In [None]:
"""
Authour: Naresh Kumar Chava
Date: 02/10/2021

Desc: Scrape Linkedin posts hiring for a specific job key words and output a file consisting 

1. Link to post
2. Post Description
3. Link to Job (if any)
4. Link to Author's profile
5. Authour location (filtering purposes)


"""

In [4]:
#Import LI scraping custom utility
from liUtils import *


#Web interactions
from selenium import webdriver
from selenium.webdriver.common.keys import Keys
from selenium.webdriver import ActionChains
from selenium.webdriver.support.ui import WebDriverWait
from selenium.webdriver.support import expected_conditions as EC
from selenium.webdriver.common.by import By
from selenium.common.exceptions import TimeoutException

#Web scrapping
import bs4
#Username & password prompts
import getpass
#Clipboard operations
import pyperclip

import time 
import pandas as pd


In [5]:
#Open new browser controlled by selenium
browser=webdriver.Chrome("C:\Storage\Softwares\chromedriver.exe")
#Prompt for user name and password
username=getpass.getpass(prompt='Linkedin User Name: ', stream=None) 
password=getpass.getpass(prompt='Linkedin Password: ', stream=None) 

#Log into Linkedin
linkedin_login(browser,username,password)

In [None]:
#Linkedin search term
search_term="senior data scientist"
#Change as required
date_filter="past-week" ##Possible values: 'past-24h','past-week','past-month'
# date_filter="past-24h" ##Possible values: 'past-24h','past-week','past-month'
#Output file name
out_file=f"LI_posts_{search_term}_{date_filter}_.xlsx"

In [None]:
#switch to first window in case multiple windows are open
browser.switch_to.window(browser.window_handles[0])
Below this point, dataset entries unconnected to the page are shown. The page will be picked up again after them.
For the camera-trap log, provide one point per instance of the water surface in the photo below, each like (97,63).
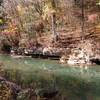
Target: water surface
(74,83)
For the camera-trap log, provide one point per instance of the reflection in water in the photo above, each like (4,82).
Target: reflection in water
(73,83)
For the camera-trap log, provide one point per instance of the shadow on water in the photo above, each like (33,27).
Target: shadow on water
(73,83)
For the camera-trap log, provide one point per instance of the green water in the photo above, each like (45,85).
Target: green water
(74,83)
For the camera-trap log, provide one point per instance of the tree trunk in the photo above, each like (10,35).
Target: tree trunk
(54,33)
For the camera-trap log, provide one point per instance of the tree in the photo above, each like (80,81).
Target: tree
(49,10)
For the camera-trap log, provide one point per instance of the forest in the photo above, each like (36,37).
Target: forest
(48,41)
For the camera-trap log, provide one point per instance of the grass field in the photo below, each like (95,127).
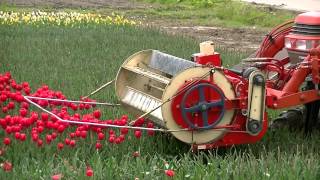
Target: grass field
(77,60)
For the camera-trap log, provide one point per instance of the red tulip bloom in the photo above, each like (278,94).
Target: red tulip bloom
(89,172)
(6,166)
(7,141)
(169,172)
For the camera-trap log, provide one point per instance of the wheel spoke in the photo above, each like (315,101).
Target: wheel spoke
(201,94)
(215,103)
(205,118)
(193,108)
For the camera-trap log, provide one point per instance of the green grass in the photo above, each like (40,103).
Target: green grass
(226,13)
(76,60)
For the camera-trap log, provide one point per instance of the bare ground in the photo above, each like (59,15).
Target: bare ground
(244,39)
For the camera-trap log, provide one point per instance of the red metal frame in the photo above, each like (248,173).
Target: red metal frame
(284,92)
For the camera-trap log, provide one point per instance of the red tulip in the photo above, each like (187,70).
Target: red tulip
(98,145)
(6,141)
(7,166)
(169,172)
(101,136)
(23,112)
(73,143)
(137,134)
(39,142)
(23,136)
(89,172)
(111,139)
(56,177)
(97,114)
(67,141)
(60,146)
(136,154)
(83,134)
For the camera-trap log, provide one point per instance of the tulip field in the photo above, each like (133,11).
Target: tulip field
(66,55)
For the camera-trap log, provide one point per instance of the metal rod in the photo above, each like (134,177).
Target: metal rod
(99,124)
(178,93)
(100,88)
(117,126)
(72,101)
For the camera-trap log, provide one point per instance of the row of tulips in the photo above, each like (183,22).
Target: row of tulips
(61,18)
(19,123)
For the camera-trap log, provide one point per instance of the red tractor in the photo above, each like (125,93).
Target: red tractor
(207,105)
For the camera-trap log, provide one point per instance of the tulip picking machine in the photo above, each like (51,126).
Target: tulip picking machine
(207,105)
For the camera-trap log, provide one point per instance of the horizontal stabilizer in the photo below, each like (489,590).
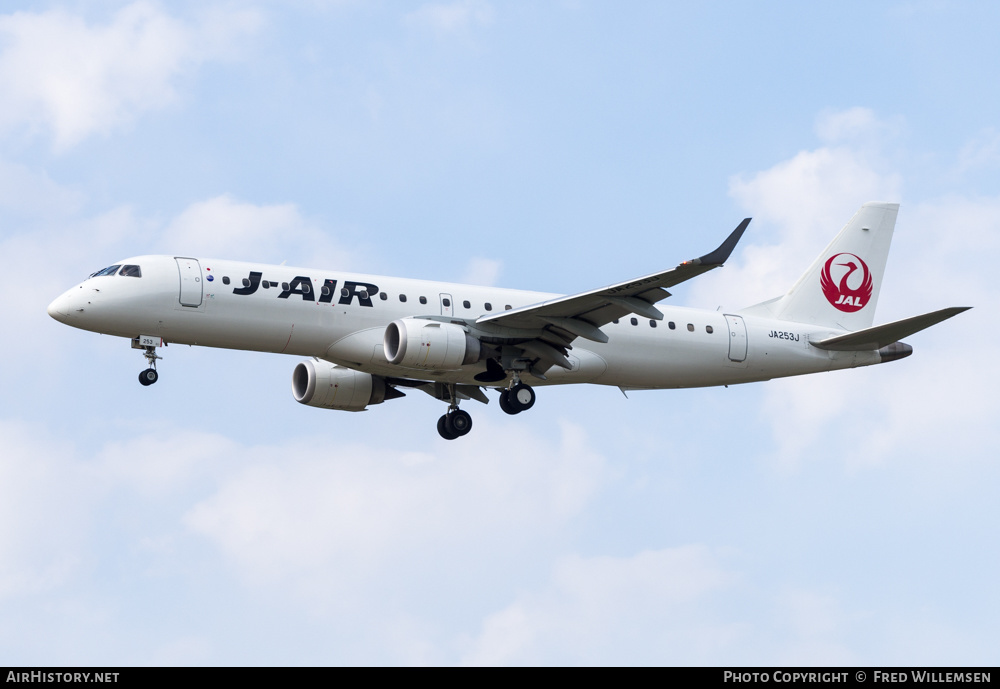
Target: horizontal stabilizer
(883,335)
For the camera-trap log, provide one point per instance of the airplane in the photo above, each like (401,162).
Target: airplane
(369,338)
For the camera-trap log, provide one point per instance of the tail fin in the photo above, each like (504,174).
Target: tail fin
(840,289)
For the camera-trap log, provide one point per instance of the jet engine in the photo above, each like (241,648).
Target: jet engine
(417,343)
(322,384)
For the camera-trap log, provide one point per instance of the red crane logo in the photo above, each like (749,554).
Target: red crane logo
(842,295)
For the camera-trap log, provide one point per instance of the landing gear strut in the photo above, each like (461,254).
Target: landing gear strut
(456,422)
(150,376)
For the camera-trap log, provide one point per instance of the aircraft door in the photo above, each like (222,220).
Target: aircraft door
(191,285)
(447,305)
(737,338)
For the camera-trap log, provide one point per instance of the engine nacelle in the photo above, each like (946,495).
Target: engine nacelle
(417,343)
(322,384)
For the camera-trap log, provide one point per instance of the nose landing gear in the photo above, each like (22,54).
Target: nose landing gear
(150,376)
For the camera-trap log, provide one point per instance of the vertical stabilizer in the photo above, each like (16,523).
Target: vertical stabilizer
(840,289)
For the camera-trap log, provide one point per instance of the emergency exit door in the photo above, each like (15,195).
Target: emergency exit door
(191,285)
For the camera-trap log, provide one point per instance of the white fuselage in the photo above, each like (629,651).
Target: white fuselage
(200,303)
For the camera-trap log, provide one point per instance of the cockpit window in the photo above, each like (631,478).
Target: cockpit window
(110,270)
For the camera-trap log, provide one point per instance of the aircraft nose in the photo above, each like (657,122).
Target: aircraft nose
(60,308)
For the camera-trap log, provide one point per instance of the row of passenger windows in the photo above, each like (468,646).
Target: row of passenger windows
(135,271)
(344,292)
(670,324)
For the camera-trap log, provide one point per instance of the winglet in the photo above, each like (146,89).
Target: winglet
(721,255)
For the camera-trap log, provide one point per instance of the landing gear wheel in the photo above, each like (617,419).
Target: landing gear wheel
(505,403)
(460,421)
(522,396)
(445,429)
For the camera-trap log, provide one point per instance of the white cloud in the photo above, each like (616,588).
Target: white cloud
(34,194)
(312,520)
(599,609)
(482,271)
(223,227)
(981,152)
(452,18)
(60,74)
(44,504)
(857,125)
(805,201)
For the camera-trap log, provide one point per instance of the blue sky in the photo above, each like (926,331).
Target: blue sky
(845,518)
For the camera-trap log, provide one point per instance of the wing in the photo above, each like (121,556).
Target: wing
(542,332)
(582,315)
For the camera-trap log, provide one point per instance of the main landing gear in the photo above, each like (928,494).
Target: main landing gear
(518,397)
(513,400)
(454,424)
(150,376)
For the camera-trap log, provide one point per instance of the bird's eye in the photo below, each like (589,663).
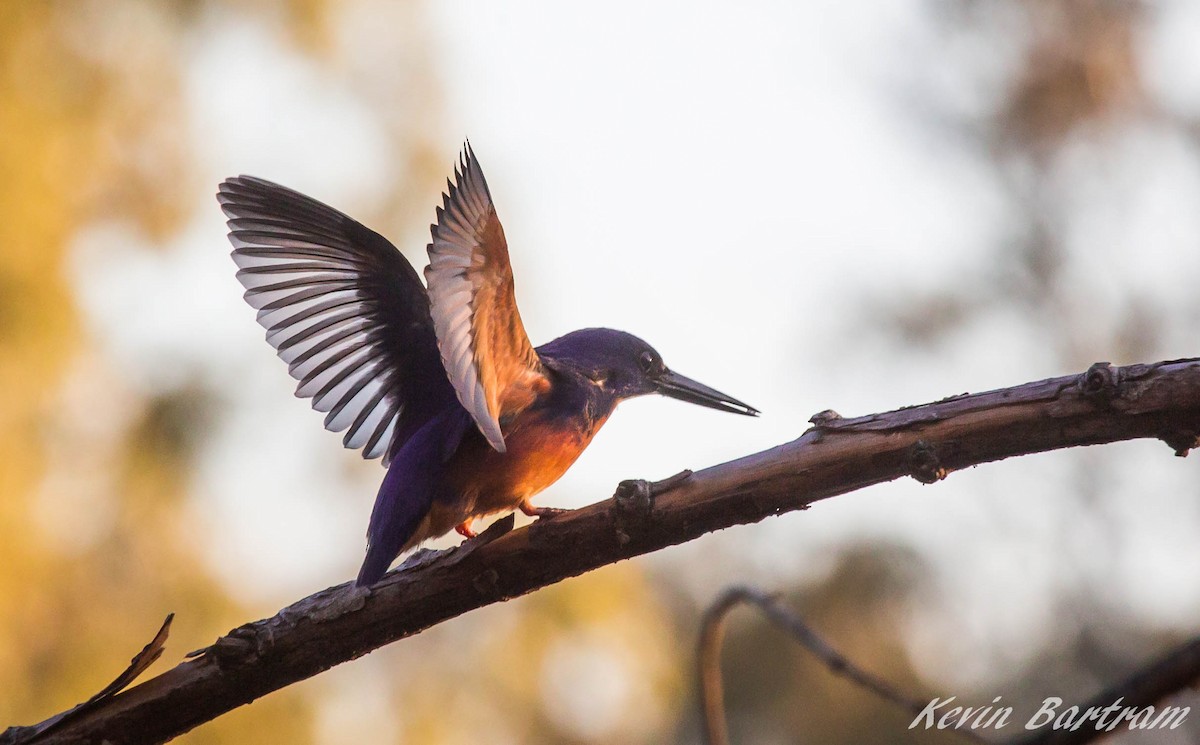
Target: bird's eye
(647,361)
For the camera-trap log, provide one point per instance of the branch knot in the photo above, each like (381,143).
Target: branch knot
(1099,383)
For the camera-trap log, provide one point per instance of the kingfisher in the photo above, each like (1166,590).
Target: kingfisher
(438,379)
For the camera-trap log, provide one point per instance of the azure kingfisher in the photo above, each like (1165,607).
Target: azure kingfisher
(439,380)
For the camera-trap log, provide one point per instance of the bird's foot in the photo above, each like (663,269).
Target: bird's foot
(540,512)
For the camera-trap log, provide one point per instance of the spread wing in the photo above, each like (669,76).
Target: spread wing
(343,308)
(484,347)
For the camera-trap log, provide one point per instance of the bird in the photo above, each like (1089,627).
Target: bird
(438,379)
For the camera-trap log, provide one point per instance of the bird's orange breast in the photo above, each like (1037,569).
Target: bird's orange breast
(539,450)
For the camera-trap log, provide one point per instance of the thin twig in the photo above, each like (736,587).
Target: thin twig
(138,665)
(1168,674)
(709,660)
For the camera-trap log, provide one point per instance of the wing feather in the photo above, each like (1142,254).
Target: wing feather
(484,346)
(343,308)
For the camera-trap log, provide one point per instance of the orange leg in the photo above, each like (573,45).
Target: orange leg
(540,512)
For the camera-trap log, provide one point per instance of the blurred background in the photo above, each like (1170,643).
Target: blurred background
(850,205)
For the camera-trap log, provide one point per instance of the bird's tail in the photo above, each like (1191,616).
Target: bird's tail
(408,491)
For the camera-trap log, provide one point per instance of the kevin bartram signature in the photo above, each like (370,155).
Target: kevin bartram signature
(939,714)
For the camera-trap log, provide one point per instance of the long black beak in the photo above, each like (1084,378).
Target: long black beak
(685,389)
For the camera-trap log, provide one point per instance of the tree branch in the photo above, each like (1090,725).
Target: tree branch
(835,456)
(708,659)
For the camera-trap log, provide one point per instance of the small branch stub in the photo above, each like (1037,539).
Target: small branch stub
(924,464)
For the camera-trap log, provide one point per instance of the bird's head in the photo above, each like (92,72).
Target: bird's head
(625,366)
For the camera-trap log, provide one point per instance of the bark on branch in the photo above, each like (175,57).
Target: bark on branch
(834,456)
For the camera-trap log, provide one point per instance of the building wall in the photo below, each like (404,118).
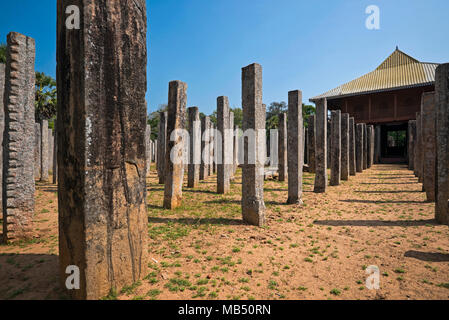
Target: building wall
(384,107)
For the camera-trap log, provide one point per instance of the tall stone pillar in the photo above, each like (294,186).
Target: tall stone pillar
(2,123)
(295,147)
(282,147)
(352,165)
(18,139)
(429,144)
(311,143)
(442,142)
(193,176)
(377,143)
(411,144)
(253,205)
(321,146)
(162,146)
(37,151)
(365,146)
(45,147)
(205,147)
(174,166)
(336,148)
(345,146)
(223,153)
(359,147)
(103,223)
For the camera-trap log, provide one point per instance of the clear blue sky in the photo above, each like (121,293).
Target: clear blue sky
(312,46)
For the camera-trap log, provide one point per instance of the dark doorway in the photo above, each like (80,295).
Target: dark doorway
(394,142)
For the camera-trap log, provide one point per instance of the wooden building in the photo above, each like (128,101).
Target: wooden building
(387,98)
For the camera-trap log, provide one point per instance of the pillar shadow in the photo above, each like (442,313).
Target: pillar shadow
(198,221)
(375,223)
(427,256)
(383,201)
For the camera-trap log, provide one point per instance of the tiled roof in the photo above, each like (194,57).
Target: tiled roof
(398,71)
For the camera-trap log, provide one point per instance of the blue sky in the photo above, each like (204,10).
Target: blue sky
(312,46)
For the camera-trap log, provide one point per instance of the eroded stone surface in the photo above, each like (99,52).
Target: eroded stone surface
(103,222)
(18,139)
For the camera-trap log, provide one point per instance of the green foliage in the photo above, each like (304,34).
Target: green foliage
(2,53)
(46,97)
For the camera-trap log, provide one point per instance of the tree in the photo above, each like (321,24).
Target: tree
(46,98)
(2,53)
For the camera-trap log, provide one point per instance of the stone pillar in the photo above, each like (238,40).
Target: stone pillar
(311,143)
(365,147)
(148,147)
(55,159)
(2,123)
(231,145)
(429,144)
(45,147)
(321,146)
(223,153)
(335,148)
(352,165)
(162,146)
(253,205)
(377,144)
(370,146)
(18,139)
(205,147)
(345,146)
(442,142)
(193,176)
(295,147)
(237,133)
(359,147)
(37,151)
(51,143)
(103,222)
(174,166)
(411,144)
(282,147)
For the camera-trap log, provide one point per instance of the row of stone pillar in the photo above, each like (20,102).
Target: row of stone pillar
(428,144)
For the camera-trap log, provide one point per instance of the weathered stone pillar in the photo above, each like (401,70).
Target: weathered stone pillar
(359,147)
(365,146)
(345,146)
(352,165)
(103,223)
(377,144)
(321,146)
(295,147)
(442,142)
(193,175)
(162,146)
(429,144)
(18,139)
(370,146)
(148,147)
(2,123)
(311,143)
(282,147)
(231,145)
(223,153)
(44,151)
(411,144)
(205,147)
(174,166)
(336,148)
(37,151)
(253,205)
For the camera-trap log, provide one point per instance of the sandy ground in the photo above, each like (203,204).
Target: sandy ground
(321,250)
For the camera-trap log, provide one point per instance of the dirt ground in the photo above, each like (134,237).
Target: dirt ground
(318,251)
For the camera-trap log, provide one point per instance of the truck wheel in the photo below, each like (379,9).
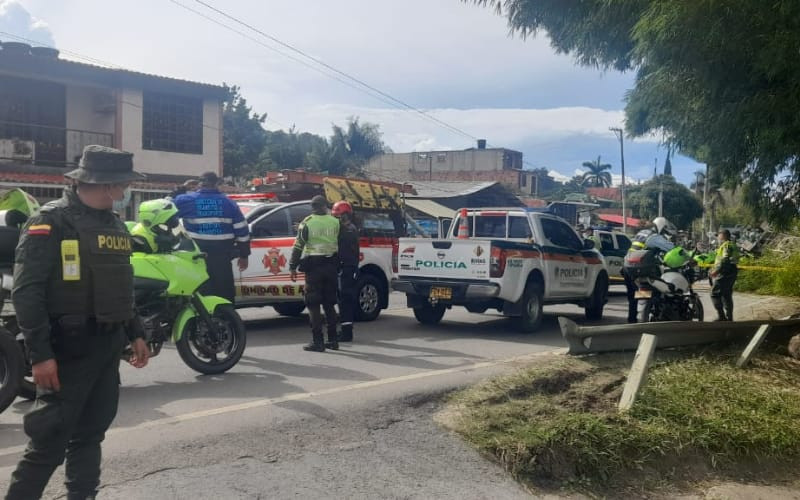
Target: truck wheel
(368,293)
(428,314)
(596,303)
(532,308)
(290,309)
(644,312)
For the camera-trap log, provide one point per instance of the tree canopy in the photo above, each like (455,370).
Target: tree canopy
(250,150)
(680,205)
(719,80)
(598,174)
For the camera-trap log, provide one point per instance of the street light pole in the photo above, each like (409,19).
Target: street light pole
(618,132)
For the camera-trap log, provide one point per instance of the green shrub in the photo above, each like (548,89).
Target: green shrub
(784,280)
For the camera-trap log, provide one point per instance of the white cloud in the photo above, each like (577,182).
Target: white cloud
(15,19)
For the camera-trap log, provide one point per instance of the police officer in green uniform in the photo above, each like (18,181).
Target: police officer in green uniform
(315,254)
(349,256)
(73,295)
(724,273)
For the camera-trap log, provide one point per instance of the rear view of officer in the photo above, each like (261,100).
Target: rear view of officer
(724,273)
(638,243)
(73,295)
(218,227)
(349,253)
(315,254)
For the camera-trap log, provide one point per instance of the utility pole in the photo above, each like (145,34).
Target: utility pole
(618,132)
(660,189)
(705,202)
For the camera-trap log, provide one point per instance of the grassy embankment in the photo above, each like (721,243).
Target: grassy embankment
(556,424)
(785,280)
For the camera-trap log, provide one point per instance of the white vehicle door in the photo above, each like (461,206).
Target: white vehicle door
(266,278)
(567,269)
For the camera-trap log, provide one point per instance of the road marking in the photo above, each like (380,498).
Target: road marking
(260,403)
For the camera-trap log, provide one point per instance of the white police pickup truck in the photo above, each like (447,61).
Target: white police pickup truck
(513,260)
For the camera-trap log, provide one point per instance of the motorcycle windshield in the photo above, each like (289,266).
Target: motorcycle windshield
(658,242)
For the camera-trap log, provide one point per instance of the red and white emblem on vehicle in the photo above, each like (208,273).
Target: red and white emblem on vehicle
(274,261)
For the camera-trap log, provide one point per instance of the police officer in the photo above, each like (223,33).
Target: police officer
(73,295)
(588,234)
(638,243)
(218,227)
(349,253)
(724,273)
(315,254)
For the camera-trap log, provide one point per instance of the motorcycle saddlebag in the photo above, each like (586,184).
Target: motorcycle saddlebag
(641,263)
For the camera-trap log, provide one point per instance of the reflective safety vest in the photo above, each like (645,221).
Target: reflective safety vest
(322,235)
(727,255)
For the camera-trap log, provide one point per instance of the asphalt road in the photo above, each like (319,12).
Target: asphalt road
(284,422)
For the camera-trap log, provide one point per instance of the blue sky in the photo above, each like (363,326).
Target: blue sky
(452,59)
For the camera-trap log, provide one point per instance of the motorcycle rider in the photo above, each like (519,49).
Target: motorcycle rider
(218,227)
(349,253)
(724,274)
(653,239)
(315,254)
(73,296)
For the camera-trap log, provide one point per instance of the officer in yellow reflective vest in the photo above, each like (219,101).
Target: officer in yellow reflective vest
(724,274)
(315,254)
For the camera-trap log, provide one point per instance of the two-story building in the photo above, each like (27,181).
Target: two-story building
(50,108)
(477,165)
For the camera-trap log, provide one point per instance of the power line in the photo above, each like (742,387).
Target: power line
(364,87)
(274,49)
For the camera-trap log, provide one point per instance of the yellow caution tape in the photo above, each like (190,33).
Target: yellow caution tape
(747,268)
(761,268)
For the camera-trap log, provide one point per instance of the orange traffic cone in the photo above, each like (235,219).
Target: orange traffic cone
(463,229)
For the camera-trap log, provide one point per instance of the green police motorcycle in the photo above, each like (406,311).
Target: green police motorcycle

#Find search button and search for the given keyword
try:
    browser.find_elements_by_xpath("//button[@aria-label='Click to start a search']")[0].click()
except:
    time.sleep(0)
time.sleep(1)
search = WebDriverWait(browser, 20).until(
EC.element_to_be_clickable((By.XPATH, "//input[@aria-label='Search']")))
search.send_keys(Keys.CONTROL + "a")
search.send_keys(Keys.DELETE)
search.send_keys(search_term)
search.send_keys(Keys.RETURN)
#Wait 2 seconds for the page to load
time.sleep(2)
#Click on Posts filter
try:
    browser.find_elements_by_xpath("//button[@aria-label='Posts']")[0].send_keys(Keys.RETURN)
except:
    time.sleep(2)
    browser.find_elements_by_xpath("//button[@aria-label='Posts']")[0].send_keys(Keys.RETURN)
time.sleep(3)

# browser.switch_to.window(browser.window_handles[-1])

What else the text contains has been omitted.